Gold Cup Loss
An article on why it was good the US.
I agree we need to go younger, but more importantly to look for more creative, risk-taking, special players. We will only go so far with players I define as "solid." The best you can hope for with the teams we construct is upset counter-attack victories. Perhaps the best example being the Portugal World Cup match in 2002. Even Germany, the best counter-attack team in the world, changed their style of play the last World Cup. You just cannot consistently win playing that style. You end up with a team who mostly loses in "close games" and it allows everyone to sit around and say - oh, we were close, if just this-and-that happened, it would have been a different story. Well...of course...if everything went perfectly we "could of" won certain games. Fact is, things rarely go perfectly.
You obviously have to play with the players you have. That is to say, if we don't have a Messi, we cannot just plays "as if" we had one. But it strikes me there is something terribly wrong with either how we develop players or spot talent that a country as large and as healthy and as rich as the United States cannot find a couple of these type of players. Sure...some of them will end up Ronaldihno - brilliant for a short span - and then turn into a weirdo, but that is life. How can we not find a Diego Forlon? A Chicarito or Dos Santos? A Michael Essian? A Drogba? Some of these guys come from countries the size of Los Angeles.
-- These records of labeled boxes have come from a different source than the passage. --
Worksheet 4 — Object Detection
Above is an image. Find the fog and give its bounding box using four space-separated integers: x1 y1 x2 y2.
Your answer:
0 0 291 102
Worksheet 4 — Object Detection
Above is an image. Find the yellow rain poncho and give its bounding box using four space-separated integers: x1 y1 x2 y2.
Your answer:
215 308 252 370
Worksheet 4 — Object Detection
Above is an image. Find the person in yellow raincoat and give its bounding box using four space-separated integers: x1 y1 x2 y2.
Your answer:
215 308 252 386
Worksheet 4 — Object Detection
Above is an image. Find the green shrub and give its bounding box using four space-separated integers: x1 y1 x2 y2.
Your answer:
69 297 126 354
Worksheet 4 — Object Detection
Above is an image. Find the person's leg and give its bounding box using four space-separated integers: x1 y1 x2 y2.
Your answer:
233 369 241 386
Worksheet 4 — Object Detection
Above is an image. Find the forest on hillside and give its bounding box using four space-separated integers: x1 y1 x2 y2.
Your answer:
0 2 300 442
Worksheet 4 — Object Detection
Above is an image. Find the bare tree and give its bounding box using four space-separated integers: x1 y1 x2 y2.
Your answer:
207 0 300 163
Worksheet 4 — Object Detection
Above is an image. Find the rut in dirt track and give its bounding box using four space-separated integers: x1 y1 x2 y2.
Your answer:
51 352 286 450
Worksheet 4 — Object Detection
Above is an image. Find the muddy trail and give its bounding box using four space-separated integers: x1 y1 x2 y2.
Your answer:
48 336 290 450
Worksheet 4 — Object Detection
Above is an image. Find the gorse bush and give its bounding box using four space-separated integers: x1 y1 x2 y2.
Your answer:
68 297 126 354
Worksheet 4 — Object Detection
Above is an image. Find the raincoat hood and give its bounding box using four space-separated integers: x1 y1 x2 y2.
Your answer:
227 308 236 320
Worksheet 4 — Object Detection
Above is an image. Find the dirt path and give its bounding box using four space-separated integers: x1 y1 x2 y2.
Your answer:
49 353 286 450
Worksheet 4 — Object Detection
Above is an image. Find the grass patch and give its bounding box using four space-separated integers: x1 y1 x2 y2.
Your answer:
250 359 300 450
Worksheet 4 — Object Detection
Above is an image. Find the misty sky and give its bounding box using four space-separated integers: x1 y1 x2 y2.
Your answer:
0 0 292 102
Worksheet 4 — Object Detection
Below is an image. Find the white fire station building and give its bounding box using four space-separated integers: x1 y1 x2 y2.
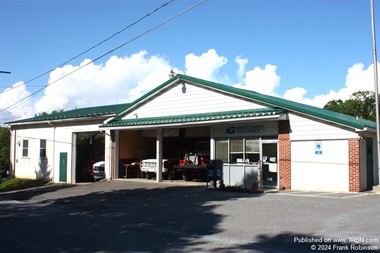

Believe me, they aren't all playing basketball or baseball or football, we're still large enough to have some mistakes. To find our soccer playing Hakeem Olajuwon. Only then, will we compete on an international level - where we are able to find these type of guys somewhat consistently and then surround them with the solid dudes. Also, we need more speed. Adu looked good. I think Donvan, Dempsy, and Bradley look world class. Everyone else is expendable if you ask me.